November 26, 2004
Do the Colts Add to the Economy?
It is always nice to be on the same side of an issue as your friends. Human beings are social animals, and we all like to be liked. Disagreement for many of us is unpleasant, and when those disagreements are deep-seated, they can end friendships.
For many of my friends in the business community, then, these next words will be unpleasant. Because in my cold, rational mind, I cannot find any reason why the taxpayers of the city of Indianapolis – or of the state of Indiana, for that matter – should subsidize the operations of the Indianapolis Colts.
I am a football fan on the weekends, certainly, and have personally enjoyed watching and attending Colts games. But on weekdays I am an economist, and we keep score in an entirely different game. And the argument that having squads of professional athletes strap on helmets and knock each other around on Sunday afternoons is a boon to the local economy has always been a difficult one to swallow.
That’s what some studies of the impact of sports franchises on regional economic performance purport to show. The fact that those studies are commissioned by advocates of public underwriting of sports facilities is not, for me at least, especially troubling. If funding professional sports really produces a net gain for the economy, who else would we expect to bring that fact to our attention?
It is the assumptions that lead to that result that trouble me. The idea that spending by local residents on anything – gambling in casinos, buying cars, or attending sports events – can propel the overall economy to greater heights is something we should all be deeply skeptical of.
The overwhelming evidence in regional economics is that increases in such spending – say, as a result of a team’s relocation – inevitably produces a displacement in spending on something else. In order to realistically assess how a sports team’s operations impact the economy, we have to think very hard about what that “something else” is.
Unfortunately, such assessment is rare in most impact studies performed to date. They simply look at the spending by those who attend games on restaurants, parking, hotels, concessions, and tickets as if it came bundled up under the Christmas tree.

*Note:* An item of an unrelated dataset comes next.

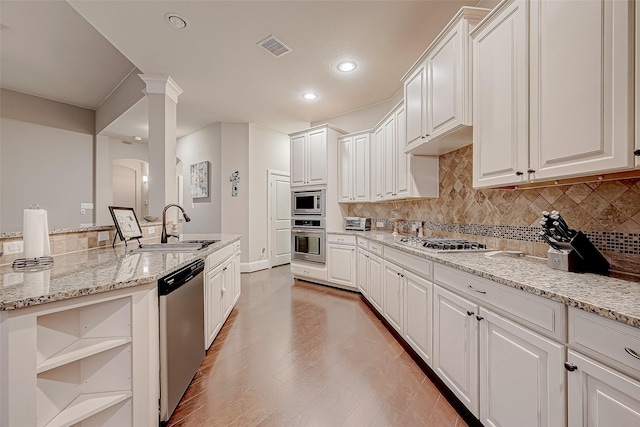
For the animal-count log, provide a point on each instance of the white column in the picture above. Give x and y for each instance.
(162, 99)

It is strange, but true, that from an impact point of view, the best thing for the Colts would be to have no local fans whatsoever.

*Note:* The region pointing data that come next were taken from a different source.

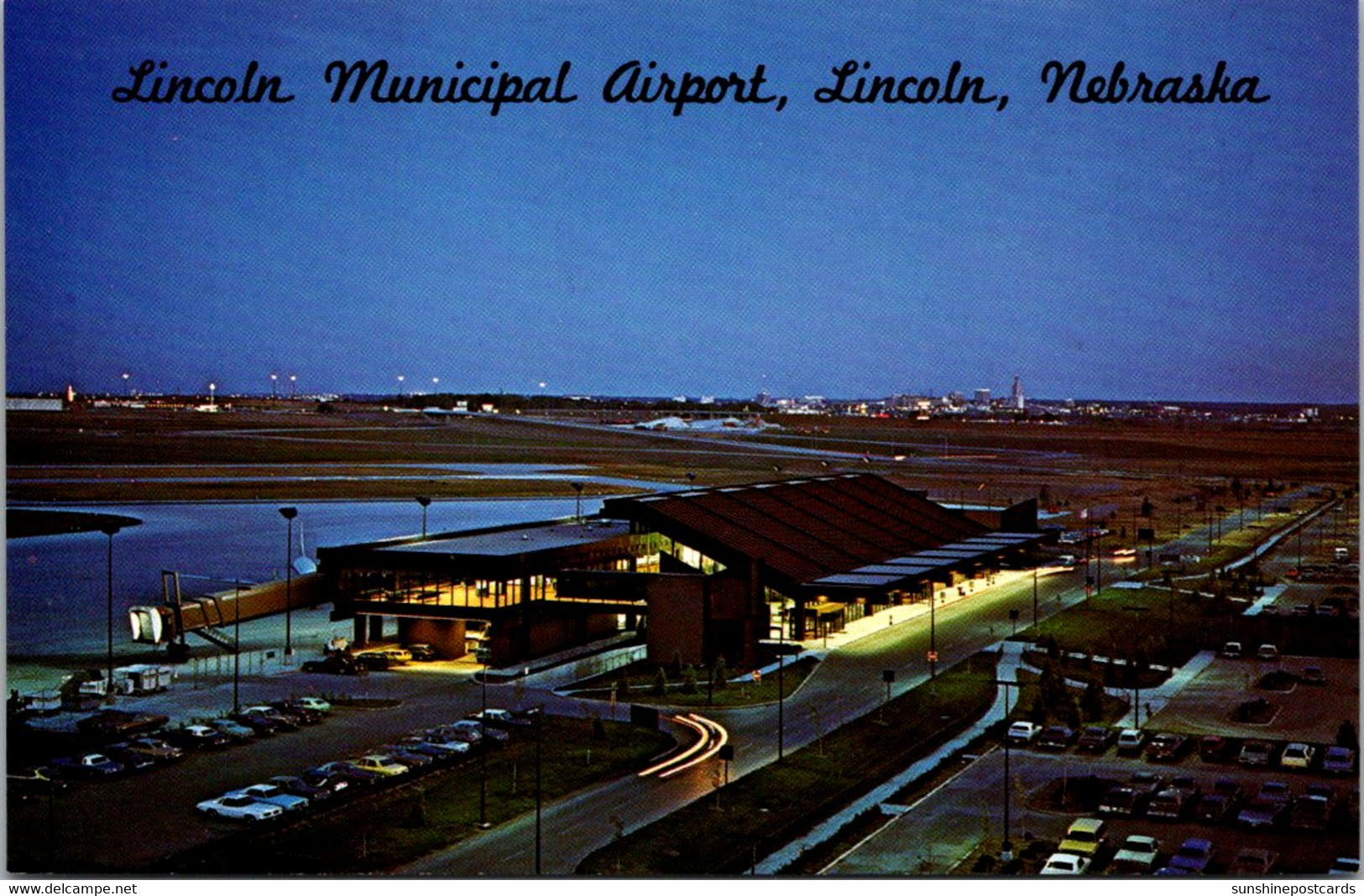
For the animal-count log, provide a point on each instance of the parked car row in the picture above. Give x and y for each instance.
(170, 745)
(377, 659)
(1226, 802)
(1172, 747)
(1084, 847)
(415, 753)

If the stadium were filled in 1984 with fans who traveled here from Baltimore, then their spending could genuinely be considered as new and directly attributable to the presence of the team here.
If that sounds strange, then I should tell you that this was precisely the assumption used in a study of the New England Patriots aborted move to Hartford, Connecticut that would have been financed, in part, by taxpayers of that state. If tens of thousands of Foxboro fans would have extended their trips down to Hartford for each home game, then the economy of that city and state clearly stood to reap a net gain.
The principle of spending displacement applies to the public sector as well. If public funds are expended in support of the Colts, those monies are not available for other uses.
There’s more to this issue than will fit in this space, of course. The so-called intangibles of having a major league franchise, the appeal of luxury boxes at sports stadiums to corporate executives, and the impact of athletes as role models in the community are all frequently used to justify dipping into the public purse to support what is essentially an entertainment product. But if someone tells you that the economy will benefit, my advice is to be skeptical.